The present study investigated the effect of maximal strength training on running economy (RE) at 70% of maximal oxygen consumption (V[spacing dot above]O2max) and time to exhaustion at maximal aerobic speed (MAS). Responses in one repetition maximum (1RM) and rate of force development (RFD) in half-squats, maximal oxygen consumption, RE, and time to exhaustion at MAS were examined.
Seventeen well-trained (nine male and eight female) runners were randomly assigned into either an intervention or a control group. The intervention group (four males and four females) performed half-squats, four sets of four repetitions maximum, three times per week for 8 wk, as a supplement to their normal endurance training.
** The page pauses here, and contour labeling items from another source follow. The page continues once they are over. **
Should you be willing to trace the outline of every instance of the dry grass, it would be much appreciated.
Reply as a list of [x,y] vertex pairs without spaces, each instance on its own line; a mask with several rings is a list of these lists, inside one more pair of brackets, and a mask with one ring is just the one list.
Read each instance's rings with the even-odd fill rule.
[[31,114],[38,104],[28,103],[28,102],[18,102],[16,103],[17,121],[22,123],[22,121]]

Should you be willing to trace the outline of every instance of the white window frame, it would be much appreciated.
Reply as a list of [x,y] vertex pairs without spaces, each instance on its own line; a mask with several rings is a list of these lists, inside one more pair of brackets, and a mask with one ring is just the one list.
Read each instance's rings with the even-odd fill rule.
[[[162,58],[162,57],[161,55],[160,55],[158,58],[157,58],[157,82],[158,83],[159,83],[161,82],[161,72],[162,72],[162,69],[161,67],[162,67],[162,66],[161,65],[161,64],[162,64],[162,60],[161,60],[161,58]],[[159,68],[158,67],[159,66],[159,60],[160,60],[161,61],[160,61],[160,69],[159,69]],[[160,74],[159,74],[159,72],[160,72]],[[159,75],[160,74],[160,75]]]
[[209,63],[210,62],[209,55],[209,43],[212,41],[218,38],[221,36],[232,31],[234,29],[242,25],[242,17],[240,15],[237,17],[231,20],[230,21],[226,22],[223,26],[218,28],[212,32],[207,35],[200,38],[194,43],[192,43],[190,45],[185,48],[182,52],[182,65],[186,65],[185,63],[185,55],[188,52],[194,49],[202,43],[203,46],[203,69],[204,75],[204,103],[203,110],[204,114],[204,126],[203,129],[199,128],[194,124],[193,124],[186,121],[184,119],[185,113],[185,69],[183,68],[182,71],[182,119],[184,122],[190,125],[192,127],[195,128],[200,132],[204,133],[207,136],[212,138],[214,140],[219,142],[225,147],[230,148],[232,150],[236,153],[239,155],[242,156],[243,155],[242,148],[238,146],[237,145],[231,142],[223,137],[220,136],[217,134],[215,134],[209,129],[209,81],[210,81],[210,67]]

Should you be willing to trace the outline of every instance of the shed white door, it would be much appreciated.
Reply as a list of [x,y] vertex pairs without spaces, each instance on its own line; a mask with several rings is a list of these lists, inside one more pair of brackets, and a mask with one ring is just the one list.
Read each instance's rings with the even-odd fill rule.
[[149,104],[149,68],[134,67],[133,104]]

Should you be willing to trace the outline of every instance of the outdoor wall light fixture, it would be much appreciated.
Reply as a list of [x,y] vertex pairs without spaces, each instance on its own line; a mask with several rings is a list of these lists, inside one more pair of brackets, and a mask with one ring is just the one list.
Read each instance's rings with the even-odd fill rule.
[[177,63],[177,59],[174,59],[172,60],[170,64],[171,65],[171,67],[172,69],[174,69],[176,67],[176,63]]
The control group continued their normal endurance training during the same period.
The intervention manifested significant improvements in 1RM (33.2%), RFD (26.0%), RE (5.0%), and time to exhaustion at MAS (21.3%). No changes were found in V[spacing dot above]O2max or body weight. The control group exhibited no changes from pre to post values in any of the parameters.
Maximal strength training for 8 wk improved RE and increased time to exhaustion at MAS among well-trained, long-distance runners, without change in maximal oxygen uptake or body weight.